I borrowed a page out of Roger’s book and made a little diagram to illustrate my ideas (actually I can’t even claim credit, it was Roger’s idea to make the diagram). The diagram shows the rough relationship of science, data, applied statistics, and theoretical statistics. Science produces data (although there are other sources), the data are analyzed using applied statistical methods, and theoretical statistics concerns the math behind statistical methods. The dotted line indicates that theoretical statistics ostensibly generalizes applied statistical methods so they can be applied in other disciplines. I do think that this type of generalization is becoming harder and harder as theoretical statistics becomes farther and farther removed from the underlying science.

Based on this diagram I see three major sources for statistical problems:

**Theoretical statistical problems**One component of statistics is developing the mathematical and foundational theory that proves we are doing sensible things. This type of problem often seems to be inspired by popular methods that exists/are developed but lack mathematical detail. Not surprisingly, much of the work in this area is motivated by what is mathematically possible or convenient, rather than by concrete questions that are of concern to the scientific community. This work is important, but the current distance between theoretical statistics and science suggests that the impact will be limited primarily to the theoretical statistics community.**Applied statistics motivated by convenient sources of data.**The best example of this type of problem are the analyses in Freakonomics. Since both big data and small big data are now abundant, anyone with a laptop and an internet connection can download the Google n-gram data, a microarray from GEO , data about your city, or really data about anything and perform an applied analysis. These analyses may not be straightforward for computational/statistical reasons and may even require the development of new methods. These problems are often very interesting/clever and so are often the types of analyses you hear about in newspaper articles about “Big Data”. But they may often be misleading or incorrect, since the underlying questions are not necessarily well founded in scientific questions.**Applied statistics problems motivated by scientific problems.**The final category of statistics problems are those that are motivated by concrete scientific questions. The new sources of big data don’t necessarily make these problems any easier. They still start with a specific question for which the data may not be convenient and the math is often intractable. But the potential impact of solving a concrete scientific problem is huge, especially if many people who are generating data have a similar problem. Some examples of problems like this are: can we tell if one batch of beer is better than another, how are quantitative characteristics inherited from parent to child, which treatment is better when some people are censored, how do we estimate variance when we don’t know the distribution of the data, or how do we know which variable is important when we have millions?

So this leads back to the question, what are the biggest open problems in statistics? I would define these problems as the “high potential impact” problems from category 3. To answer this question, I think we need to ask ourselves, what are the most common problems people are trying to solve with data but can’t with what is available right now? Roger nailed this when he talked about the role of statisticians in the science club.

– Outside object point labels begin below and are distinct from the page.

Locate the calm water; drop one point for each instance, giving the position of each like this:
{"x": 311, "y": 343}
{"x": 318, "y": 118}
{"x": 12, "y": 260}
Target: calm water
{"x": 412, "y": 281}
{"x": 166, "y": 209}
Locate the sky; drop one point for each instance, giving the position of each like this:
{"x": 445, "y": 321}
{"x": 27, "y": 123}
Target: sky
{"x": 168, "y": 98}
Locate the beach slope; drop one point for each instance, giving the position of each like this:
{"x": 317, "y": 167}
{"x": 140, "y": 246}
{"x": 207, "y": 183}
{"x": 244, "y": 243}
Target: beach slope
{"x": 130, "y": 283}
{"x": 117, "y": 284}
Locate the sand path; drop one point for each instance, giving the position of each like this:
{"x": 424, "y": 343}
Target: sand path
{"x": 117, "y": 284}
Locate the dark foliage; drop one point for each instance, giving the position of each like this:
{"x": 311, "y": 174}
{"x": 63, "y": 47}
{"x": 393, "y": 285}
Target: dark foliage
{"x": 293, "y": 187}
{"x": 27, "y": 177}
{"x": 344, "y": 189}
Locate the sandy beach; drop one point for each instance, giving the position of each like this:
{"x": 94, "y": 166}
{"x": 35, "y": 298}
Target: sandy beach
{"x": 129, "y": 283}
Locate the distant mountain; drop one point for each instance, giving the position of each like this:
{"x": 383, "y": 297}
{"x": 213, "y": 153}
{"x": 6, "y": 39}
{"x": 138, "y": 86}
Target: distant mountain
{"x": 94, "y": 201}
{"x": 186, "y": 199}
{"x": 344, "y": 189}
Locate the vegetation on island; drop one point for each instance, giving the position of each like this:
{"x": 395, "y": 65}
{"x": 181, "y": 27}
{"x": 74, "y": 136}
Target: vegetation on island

Here are a few ideas that could potentially turn into high-impact statistical problems, maybe our readers can think of better ones?

- How do we credential students taking online courses at a huge scale?
- How do we communicate risk about personalized medicine (or anything else) to a general population without statistical training?
- Can you use social media as a preventative health tool?
- Can we perform randomized trials to improve public policy?

*Image Credits: The Science Logo is the old logo for the USU College of Science, the R is the logo for the R statistical programming language, the data image is a screenshot of Gapminder, and the theoretical statistics image comes from the Wikipedia page on the law of large numbers.*

**Edit**: I just noticed this paper, which seems to support some of the discussion above. On the other hand, I think just saying lots of equations = less citations falls into category 2 and doesn’t get at the heart of the problem.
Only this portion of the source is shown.